It’s bright, it’s bold and it’s barking mad. If you want surrealism, go to the source: Guillaume Apollinaire, the man who invented the word, and his play Les Mamelles de Tirésias, turned into an opera by Francis Poulenc. The story starts when Thérèse gets fed up with her husband’s incessant demands for sex and decides to turn herself into a man (the breasts of the title become a pair of giant helium balloons which waft gently over the stage). It then turns into fifty minutes of undiluted hilarity in the hands of director Laurent Pelly and a largely French cast.

Les Mamelles de Tirésias
© Glyndebourne Festival | Bill Cooper

Beforehand, the first half of Glyndebourne’s Poulenc Double Bill is an entirely darker affair: La Voix humaine. When the curtain rises, we see a solitary woman crumpled into a foetal position. She wears a coat over her black nightdress, she holds a 1950’s style telephone on a long cord. She is beautiful, she is exhausted and she is desperate. Over the next 45 minutes of monologue, all we will hear is her side of a telephone conversation with her ex, repeatedly interrupted by line failures and crossed lines, as she tries and fails to come to terms with the fact that he has left her. Her despair increases at every moment until finally, she wraps the telephone cord around her neck. When the curtain falls, we know what will happen next.
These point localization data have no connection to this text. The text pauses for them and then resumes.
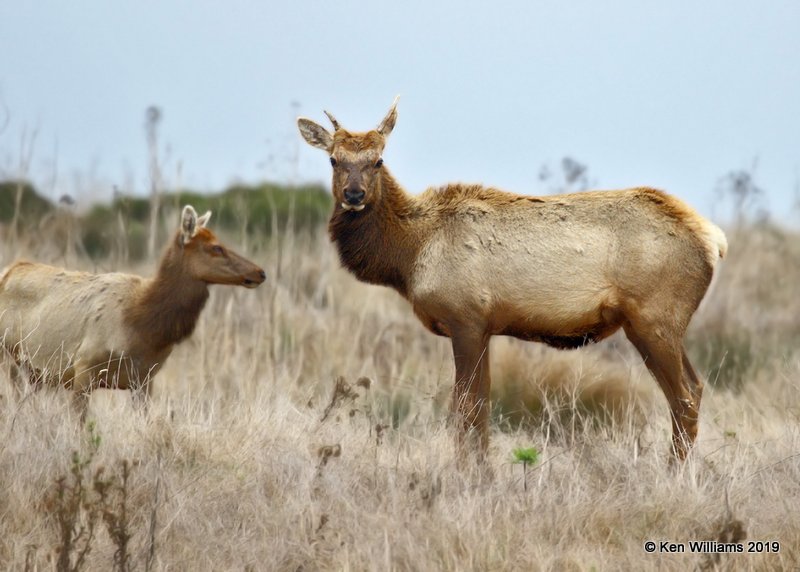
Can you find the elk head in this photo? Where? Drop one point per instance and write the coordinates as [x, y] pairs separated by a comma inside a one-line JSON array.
[[355, 157], [208, 260]]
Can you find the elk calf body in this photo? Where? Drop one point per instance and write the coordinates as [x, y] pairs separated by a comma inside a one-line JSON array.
[[565, 270], [86, 331]]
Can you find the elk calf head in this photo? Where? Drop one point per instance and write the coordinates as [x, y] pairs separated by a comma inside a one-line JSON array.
[[355, 157], [208, 260]]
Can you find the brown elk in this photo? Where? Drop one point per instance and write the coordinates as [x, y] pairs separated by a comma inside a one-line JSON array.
[[87, 331], [565, 270]]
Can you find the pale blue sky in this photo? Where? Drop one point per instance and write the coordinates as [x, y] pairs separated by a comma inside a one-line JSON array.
[[667, 94]]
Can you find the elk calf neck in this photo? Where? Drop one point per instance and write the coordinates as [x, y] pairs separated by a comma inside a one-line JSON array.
[[85, 331], [565, 270]]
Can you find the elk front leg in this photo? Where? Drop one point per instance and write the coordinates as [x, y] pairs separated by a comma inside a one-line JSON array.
[[81, 386], [471, 390]]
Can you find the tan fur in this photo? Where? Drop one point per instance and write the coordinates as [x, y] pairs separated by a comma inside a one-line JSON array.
[[85, 331], [565, 270]]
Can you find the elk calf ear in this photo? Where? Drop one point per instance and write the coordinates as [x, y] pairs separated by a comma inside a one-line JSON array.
[[188, 223], [315, 134], [202, 221], [386, 126]]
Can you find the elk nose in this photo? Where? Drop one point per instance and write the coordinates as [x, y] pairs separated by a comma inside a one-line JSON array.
[[354, 196]]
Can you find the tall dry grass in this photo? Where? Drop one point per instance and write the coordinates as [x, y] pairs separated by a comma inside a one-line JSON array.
[[245, 461]]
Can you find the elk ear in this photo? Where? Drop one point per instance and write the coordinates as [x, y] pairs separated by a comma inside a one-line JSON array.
[[315, 134], [386, 126], [188, 223], [202, 221]]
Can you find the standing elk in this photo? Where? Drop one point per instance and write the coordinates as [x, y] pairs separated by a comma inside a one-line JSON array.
[[565, 270], [87, 331]]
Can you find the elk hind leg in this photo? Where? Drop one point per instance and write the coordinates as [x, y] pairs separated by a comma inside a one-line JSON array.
[[666, 359], [471, 390]]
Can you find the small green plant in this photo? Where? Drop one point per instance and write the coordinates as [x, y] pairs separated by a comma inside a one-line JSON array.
[[83, 499], [526, 456]]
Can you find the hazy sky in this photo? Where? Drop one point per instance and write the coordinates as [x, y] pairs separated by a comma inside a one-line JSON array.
[[668, 94]]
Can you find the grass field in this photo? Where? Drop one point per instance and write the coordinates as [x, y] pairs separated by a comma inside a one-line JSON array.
[[251, 457]]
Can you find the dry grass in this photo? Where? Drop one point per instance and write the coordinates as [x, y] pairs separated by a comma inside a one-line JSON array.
[[237, 466]]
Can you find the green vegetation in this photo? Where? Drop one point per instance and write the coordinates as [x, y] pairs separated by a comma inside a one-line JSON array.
[[32, 206]]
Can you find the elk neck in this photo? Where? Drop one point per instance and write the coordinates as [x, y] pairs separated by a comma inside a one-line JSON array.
[[169, 304], [380, 244]]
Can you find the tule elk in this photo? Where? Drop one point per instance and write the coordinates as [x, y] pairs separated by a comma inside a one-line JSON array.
[[565, 270], [86, 331]]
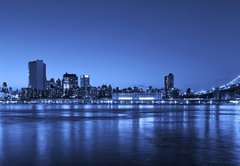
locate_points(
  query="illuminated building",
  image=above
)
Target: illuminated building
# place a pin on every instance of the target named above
(85, 81)
(4, 87)
(70, 85)
(37, 75)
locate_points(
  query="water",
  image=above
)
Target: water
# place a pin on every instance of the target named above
(119, 135)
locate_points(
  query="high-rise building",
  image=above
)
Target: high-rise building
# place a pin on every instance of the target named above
(169, 82)
(85, 81)
(4, 87)
(37, 75)
(70, 85)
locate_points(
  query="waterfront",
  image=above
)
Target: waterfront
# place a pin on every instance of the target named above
(45, 134)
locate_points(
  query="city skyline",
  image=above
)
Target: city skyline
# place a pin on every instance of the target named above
(123, 43)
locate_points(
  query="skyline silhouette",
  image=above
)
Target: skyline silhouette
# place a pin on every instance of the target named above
(122, 43)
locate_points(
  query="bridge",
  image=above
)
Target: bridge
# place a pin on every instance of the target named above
(229, 91)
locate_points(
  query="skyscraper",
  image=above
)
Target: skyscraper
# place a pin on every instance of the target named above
(85, 81)
(70, 85)
(169, 82)
(37, 75)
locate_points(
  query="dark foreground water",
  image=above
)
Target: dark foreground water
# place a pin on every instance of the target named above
(119, 135)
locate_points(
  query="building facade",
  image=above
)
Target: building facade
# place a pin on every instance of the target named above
(37, 75)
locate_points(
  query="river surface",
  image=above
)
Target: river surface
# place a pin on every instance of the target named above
(119, 135)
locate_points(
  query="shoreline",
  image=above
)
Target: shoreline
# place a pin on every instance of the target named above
(124, 102)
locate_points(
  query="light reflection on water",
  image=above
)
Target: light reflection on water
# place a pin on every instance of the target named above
(119, 134)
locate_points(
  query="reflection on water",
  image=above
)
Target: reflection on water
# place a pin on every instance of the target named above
(119, 134)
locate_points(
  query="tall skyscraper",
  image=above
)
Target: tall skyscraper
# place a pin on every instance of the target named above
(37, 75)
(169, 82)
(70, 84)
(85, 81)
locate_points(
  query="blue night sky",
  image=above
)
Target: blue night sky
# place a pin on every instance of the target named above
(122, 42)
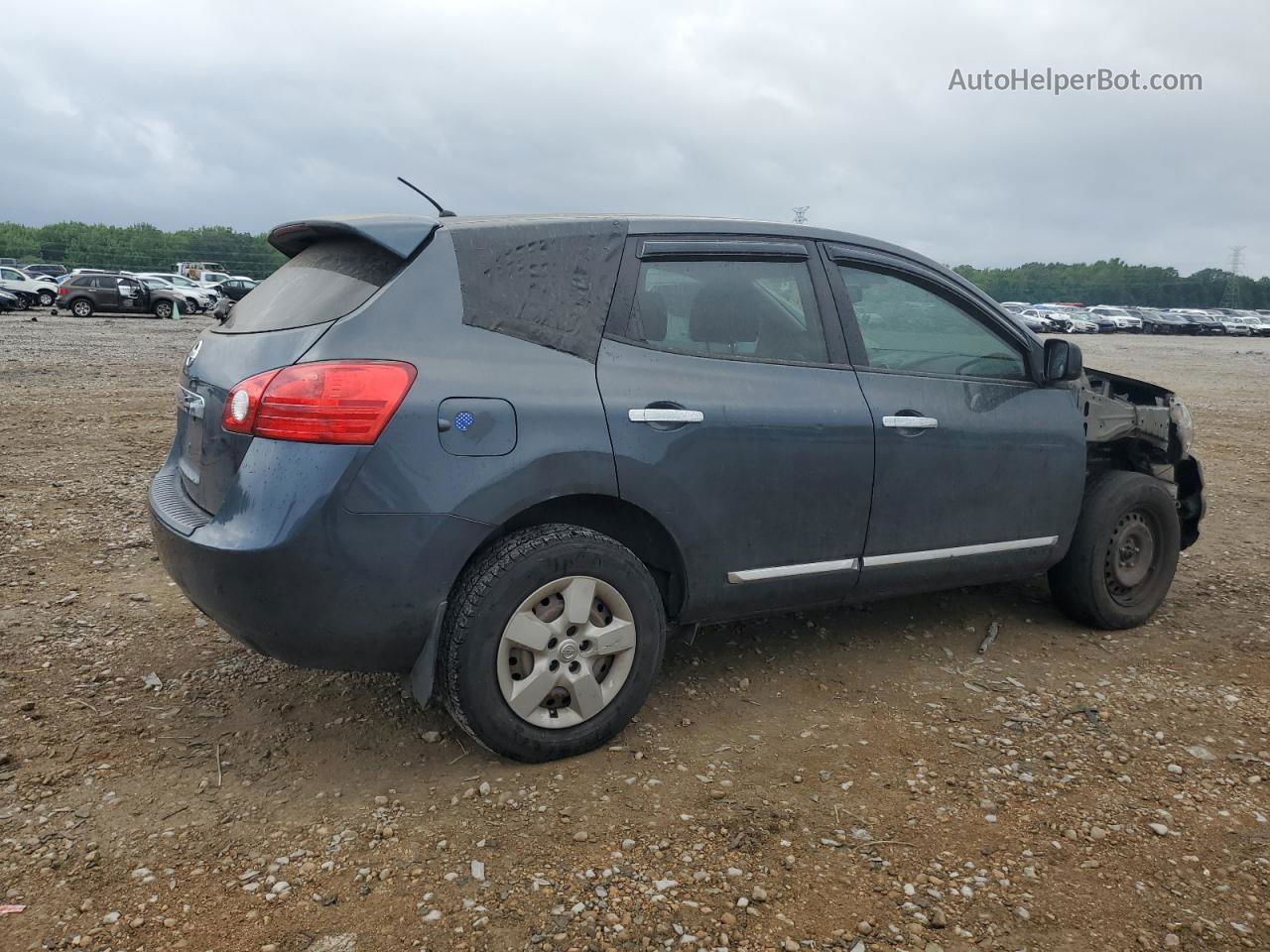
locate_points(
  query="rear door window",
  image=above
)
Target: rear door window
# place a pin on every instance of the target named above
(322, 282)
(734, 308)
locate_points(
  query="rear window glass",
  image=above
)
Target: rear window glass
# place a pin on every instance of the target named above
(321, 284)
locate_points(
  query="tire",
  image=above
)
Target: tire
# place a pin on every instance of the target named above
(480, 666)
(1123, 555)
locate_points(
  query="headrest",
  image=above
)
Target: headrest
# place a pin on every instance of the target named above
(648, 322)
(725, 312)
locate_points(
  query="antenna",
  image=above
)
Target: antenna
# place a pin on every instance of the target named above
(441, 212)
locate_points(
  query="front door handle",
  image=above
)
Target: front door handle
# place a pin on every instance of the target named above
(911, 422)
(658, 414)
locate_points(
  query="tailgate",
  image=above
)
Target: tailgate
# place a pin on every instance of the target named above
(336, 267)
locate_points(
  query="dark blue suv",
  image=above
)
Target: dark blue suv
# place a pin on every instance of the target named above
(513, 454)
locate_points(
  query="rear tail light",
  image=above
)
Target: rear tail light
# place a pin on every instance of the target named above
(326, 402)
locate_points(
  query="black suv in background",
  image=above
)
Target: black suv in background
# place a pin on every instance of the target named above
(109, 293)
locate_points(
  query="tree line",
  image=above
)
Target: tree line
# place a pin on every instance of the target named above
(1112, 282)
(137, 248)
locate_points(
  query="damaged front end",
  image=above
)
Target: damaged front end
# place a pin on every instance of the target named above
(1130, 424)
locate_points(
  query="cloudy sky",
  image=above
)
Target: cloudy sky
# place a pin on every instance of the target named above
(248, 114)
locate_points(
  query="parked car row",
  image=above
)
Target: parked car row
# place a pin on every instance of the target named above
(85, 291)
(1069, 317)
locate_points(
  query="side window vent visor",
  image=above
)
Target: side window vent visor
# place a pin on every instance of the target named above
(721, 248)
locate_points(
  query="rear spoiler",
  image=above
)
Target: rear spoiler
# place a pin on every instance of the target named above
(400, 234)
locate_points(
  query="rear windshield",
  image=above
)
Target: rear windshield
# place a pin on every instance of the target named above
(321, 284)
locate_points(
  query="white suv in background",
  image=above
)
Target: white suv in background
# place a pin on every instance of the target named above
(30, 291)
(1114, 317)
(204, 298)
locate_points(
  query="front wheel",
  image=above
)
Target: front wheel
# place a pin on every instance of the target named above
(552, 643)
(1123, 555)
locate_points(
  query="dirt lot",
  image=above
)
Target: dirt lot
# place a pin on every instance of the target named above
(794, 783)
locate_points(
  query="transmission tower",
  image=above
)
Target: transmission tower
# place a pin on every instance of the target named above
(1230, 296)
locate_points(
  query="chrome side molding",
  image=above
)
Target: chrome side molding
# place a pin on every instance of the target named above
(785, 571)
(933, 555)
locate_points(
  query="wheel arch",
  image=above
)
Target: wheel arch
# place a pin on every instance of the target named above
(625, 522)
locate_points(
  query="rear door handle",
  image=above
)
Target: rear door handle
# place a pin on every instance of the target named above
(657, 414)
(911, 422)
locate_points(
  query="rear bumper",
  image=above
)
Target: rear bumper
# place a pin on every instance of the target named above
(309, 583)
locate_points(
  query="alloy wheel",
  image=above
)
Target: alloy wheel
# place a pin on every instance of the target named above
(567, 652)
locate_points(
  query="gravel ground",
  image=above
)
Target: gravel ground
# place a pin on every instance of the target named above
(838, 779)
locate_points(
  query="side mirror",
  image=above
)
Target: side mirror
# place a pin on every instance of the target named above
(1064, 361)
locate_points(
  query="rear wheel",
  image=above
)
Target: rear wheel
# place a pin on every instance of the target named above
(1123, 555)
(552, 643)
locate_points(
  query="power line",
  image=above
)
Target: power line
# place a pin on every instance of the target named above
(1230, 296)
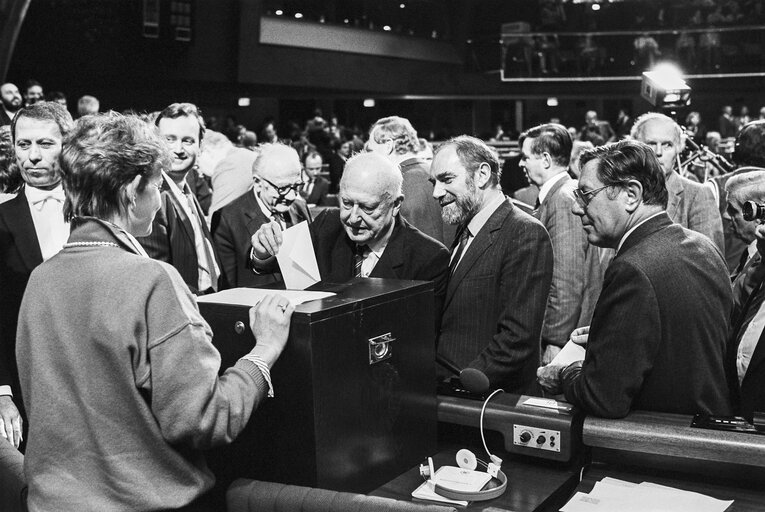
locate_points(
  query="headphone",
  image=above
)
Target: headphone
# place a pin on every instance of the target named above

Stéphanie d'Oustrac (Elle)
© Glyndebourne Festival | Bill Cooper

Stéphanie d’Oustrac gives us a rare combination of honeyed timbre and immaculate diction in a way that utterly beguiles and never falters – it’s a quite extraordinary feat of singing, especially for a mezzo singing a soprano role. Robin Ticciati conducts the London Philharmonic Orchestra sensitively in Poulenc’s cinematic score, giving the orchestra its head in the big moments of romantic swell and keeping them in check elsewhere to give primacy to d’Oustrac’s voice.

We understand every syllable and nuance of Elle's thought process and we exhaustively explore the awfulness of being of a woman with nothing left to live for. But still, this performance doesn’t quite work as a piece of drama. The crisis point of the opera, the point at which Elle realises that her ex is speaking not from his home but from that of his new lover, should hit us like a thunderbolt as we realise that Elle’s suicide is now inevitable, but it passes almost unnoticed. With all that beauty of voice, we miss the extremes.

Régis Mengus (Husband), Elsa Benoit (Thérèse)
© Glyndebourne Festival | Bill Cooper

Missing the extremes certainly isn't a charge you could level at Les Mamelles. Switching from monologue to ensemble piece, from monochrome into technicolor, the mood flips 180° into joyous, nose-thumbing, slapstick irreverence. At the start, a faux-serious prologue (added to the play during World War 1) in which “the Theatre Director”, sung with relish by Gyula Orendt, explains the moral of the story: the war has stripped France of its young men and the French must have more babies! In 1945, two years before Poulenc wrote the opera, de Gaulle had appealed similarly to the French people “to make 12 million beautiful babies” – perhaps he had read Apollinaire’s play, in which Thérèse’s husband, denied procreation by his wife, decides to go it alone and devises a machine which enables him to make 40,049 babies in a single day.

François Piolino (Monsieur Lacouf), Christophe Gay (Monsieur Presto)
© Glyndebourne Festival | Bill Cooper

Pelly’s staging and Caroline Ginet’s set designs are packed with surprises, from the giant sheet that turns the whole stage into Thérèse’s marital bed, to the slides which shift characters smoothly sideways on and off stage, to  brilliantly coloured costumes with matching face paint, to the Husband’s glorious Heath Robinson baby-making machine. But the coup de théâtre to top them all is the appearance of the 40,049 puppet babies, with the chorus members melded into the front row manipulating them as they sing.

40,049 babies
© Glyndebourne Festival | Bill Cooper

You know that a farce is working when it’s obvious that every cast member is having a ball. There are too many strong performances to mention them all, but pride of place goes to Elsa Benoit’s sassy Thérèse, matched by Régis Mengus as the Husband and Orendt as the hapless policeman. I particularly enjoyed the interlude between Mengus and James Way as his journalist son: the son’s explanation that he must dash since he has to invent tomorrow’s news is horribly prescient of the post-truth world of today.

The best satire makes you think as well as making you laugh. Elle wants nothing more than sexual subservience, and it doesn’t turn out well for her. Thérèse isn’t going to put up with it and we get a glorious romp as a result. I’m slightly disappointed that she relents in the end, but that’s not enough to stop Les Mamelles de Tirésias being the most fun I’ve had in an opera house in a very long time.